Certainly, the facts aren't that 100% of felons re-enter the criminal justice system. And even if they did, should that mean that NO ONE should vote under the logic of they MAY someday face criminal charges for God knows what?

And let's look at the facts: the criminal justice system is ARBITRARY: if you've got the oney for the best legal representation, you TOO can get felony charges reduced to a misdemeanor or even dismissed.

DrMaddVibe
03-12-2005, 07:01 PM
http://www.ojp.usdoj.gov/bjs/reentry/reentry.htm

academic punk
03-12-2005, 07:19 PM
I'm actually wondering what the property crimes were...

But as I said, those numbers fall far short of 100%, so I still don't understand the blanket assertion that

But, without looking at it again...I beleive it was 33% of those were drug-related. A great deal of those would be for possession for personal use rather than trafficking. You're telling me that you believe that someone who was busted for having an ounce of grass at the age of 24, who gets out at 27, serves a one year parole, should NEVER have the right to vote again for the rest of their life?

DrMaddVibe
03-12-2005, 09:08 PM
I'm not the emperor of the US. I'm not a governor of a State either, hell, I'm not even a politician!
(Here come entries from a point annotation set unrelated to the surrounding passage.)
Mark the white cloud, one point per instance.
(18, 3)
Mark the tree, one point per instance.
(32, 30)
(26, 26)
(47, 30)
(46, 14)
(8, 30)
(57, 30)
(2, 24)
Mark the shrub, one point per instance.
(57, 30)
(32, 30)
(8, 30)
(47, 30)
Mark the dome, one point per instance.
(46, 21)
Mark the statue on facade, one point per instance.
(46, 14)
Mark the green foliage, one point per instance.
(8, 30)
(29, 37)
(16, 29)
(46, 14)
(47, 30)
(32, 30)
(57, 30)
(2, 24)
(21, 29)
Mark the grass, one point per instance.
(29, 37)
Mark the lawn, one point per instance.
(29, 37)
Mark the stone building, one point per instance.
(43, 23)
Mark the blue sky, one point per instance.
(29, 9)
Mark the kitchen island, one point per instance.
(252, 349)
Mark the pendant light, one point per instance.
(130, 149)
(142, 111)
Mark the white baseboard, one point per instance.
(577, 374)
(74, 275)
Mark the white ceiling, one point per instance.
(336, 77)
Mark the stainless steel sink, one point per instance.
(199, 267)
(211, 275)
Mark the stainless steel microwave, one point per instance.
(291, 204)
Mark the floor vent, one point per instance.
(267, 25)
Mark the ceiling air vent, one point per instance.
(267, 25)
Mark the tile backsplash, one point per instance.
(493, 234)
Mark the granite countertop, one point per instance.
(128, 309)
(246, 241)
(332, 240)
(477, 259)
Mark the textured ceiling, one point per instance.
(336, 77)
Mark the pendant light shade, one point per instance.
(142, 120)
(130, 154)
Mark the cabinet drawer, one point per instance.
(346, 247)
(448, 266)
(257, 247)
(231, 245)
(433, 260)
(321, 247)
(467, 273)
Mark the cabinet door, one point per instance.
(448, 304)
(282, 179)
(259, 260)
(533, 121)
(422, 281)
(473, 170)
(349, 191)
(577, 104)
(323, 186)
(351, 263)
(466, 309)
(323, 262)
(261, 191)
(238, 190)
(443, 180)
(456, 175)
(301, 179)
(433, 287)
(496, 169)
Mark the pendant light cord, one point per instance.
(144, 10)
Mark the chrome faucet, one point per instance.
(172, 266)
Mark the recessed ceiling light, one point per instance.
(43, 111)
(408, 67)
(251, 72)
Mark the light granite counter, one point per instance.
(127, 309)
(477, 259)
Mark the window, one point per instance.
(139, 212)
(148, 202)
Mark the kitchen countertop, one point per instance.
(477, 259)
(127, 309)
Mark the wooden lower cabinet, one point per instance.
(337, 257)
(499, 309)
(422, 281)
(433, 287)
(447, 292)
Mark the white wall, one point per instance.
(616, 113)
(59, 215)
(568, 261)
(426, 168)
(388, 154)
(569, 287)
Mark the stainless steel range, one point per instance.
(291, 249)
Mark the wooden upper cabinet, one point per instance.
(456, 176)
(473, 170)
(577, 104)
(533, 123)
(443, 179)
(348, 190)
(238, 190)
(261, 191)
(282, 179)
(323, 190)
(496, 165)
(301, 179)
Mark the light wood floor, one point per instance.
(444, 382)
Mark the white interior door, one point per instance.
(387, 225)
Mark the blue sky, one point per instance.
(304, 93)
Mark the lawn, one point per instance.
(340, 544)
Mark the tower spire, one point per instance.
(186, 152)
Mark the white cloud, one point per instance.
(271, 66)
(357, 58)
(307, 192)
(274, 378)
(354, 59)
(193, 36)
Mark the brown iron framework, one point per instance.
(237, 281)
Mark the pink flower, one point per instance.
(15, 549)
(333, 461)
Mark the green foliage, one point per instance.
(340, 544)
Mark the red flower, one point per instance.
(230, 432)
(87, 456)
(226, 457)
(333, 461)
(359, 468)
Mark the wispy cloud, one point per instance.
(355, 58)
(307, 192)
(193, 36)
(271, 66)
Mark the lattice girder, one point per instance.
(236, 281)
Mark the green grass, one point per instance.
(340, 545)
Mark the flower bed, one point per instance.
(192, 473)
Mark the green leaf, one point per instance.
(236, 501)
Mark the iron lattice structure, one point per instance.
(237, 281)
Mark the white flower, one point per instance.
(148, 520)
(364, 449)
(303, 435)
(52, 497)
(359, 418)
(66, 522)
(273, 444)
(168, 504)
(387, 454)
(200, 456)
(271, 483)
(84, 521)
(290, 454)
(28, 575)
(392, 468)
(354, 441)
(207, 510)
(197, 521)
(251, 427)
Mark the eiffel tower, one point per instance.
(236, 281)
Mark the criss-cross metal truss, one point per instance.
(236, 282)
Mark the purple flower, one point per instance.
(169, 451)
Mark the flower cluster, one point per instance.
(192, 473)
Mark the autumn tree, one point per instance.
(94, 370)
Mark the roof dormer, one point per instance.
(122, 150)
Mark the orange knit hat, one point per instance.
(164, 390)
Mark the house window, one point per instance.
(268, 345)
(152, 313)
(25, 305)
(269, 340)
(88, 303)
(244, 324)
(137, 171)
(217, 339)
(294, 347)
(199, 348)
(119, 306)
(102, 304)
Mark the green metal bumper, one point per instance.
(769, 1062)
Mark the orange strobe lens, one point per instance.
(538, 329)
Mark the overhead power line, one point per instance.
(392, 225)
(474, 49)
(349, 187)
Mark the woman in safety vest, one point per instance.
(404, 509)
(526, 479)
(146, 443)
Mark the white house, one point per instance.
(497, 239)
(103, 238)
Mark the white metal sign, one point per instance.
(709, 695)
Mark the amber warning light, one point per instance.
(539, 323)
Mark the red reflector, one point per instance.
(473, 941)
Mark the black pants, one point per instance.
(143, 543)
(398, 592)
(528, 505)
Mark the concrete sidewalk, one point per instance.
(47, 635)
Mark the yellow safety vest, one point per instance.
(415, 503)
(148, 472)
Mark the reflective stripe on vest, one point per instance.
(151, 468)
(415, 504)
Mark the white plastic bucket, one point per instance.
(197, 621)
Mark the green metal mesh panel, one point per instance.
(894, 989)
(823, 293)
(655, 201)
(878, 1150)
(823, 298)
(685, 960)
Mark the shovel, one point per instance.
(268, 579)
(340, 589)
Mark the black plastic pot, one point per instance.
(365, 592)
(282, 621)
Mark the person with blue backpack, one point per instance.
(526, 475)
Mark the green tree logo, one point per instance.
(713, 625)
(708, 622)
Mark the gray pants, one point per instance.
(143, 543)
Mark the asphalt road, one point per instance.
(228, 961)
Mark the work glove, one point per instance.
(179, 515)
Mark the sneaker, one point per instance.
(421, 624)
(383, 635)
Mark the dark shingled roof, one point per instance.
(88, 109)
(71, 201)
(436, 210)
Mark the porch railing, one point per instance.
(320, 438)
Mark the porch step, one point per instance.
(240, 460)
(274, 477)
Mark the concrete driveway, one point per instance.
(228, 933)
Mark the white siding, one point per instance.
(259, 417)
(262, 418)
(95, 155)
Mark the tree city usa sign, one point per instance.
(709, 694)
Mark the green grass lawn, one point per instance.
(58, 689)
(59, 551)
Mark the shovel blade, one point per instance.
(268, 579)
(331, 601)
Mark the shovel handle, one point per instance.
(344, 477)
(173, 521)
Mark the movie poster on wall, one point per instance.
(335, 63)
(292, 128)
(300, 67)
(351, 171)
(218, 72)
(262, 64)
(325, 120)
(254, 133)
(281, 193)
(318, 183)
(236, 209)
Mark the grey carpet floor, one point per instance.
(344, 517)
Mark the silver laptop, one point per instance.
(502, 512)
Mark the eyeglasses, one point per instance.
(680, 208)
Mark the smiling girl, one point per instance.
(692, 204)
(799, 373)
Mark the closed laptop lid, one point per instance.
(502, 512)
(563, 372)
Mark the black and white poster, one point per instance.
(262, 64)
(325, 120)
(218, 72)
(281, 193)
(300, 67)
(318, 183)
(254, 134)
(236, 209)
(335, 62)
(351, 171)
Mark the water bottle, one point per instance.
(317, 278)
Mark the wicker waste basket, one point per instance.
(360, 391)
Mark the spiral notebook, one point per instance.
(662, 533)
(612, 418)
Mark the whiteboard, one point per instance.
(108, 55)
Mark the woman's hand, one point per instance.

It's MY opinion. In the grand scheme of things it means very little.

I've already stated my beliefs.

Big Train
03-13-2005, 03:24 AM
Originally posted by DrMaddVibe
It's not a deterrent...its a privilage.

Uh huh. So let's run the tape here...someone commits a crime, loses all priveleges of society. Ok, no problem with that. HOWEVER, once they reenter society, should they not get some of those privleges back in order to re-integrate them into society?

Some rights, such as having a weapon, make sense to restrict from a felon. Voting does not...it just reinforces that society sees them as second class citizens, which does little to make them warm and fuzzy towards society when the temptation to cause more crime comes along.

Your right, numbers don't lie..but if you don't understand the logic behind how the numbers work, you can easily be fooled.